In the light of eternity: Silent Light (2007, Cert. 15, Tartan Video DVD Collection) is a beautiful film set among the Mennonites living in Chihuahua, Mexico, since 1921. Named after its founder, Menno Simon, this 16th-century Christian sect spread from Holland. Its congregations uphold believers’ baptism and reject involvement with secular power.
Among themselves, they continue to use Plaudietsch, a German dialect that the director, Carlos Reygadas, neither speaks nor understands. While his amateur cast’s acting is more stolid than solid, the film succeeds through the space between the words.
The film begins with a magnificent sunrise. It was filmed in real time — without any CGI — from a starlit opening to the fullness of day. Through artful editing, a feeling of never-ending eternity is conveyed in barely five minutes on screen. The sequence concludes with sight of a clock — humanity’s attempt to impose order on the universe.

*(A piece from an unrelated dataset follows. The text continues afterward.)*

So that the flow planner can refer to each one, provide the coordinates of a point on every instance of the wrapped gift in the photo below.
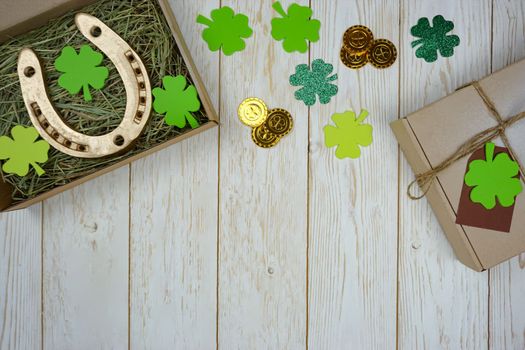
(467, 151)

Its pendulum’s mirrored surface reflects a family at prayer. But wild forces are ever present, manifested primarily through the father’s desire for another woman. He shares these feelings with his wife, a friend, and his father, none of whom is heavy-handed or prescriptive. Remarkably, there is little eye contact in the whole film, except between the illicit couple.
Amid a torrential rainstorm, the community’s envy or fear of such passion is absorbed by the bewildered wife. It takes a miracle for reconciliation to become a possibility. It means the day can now end, as it began. Everything in the film has been bathed in the silent light of eternity.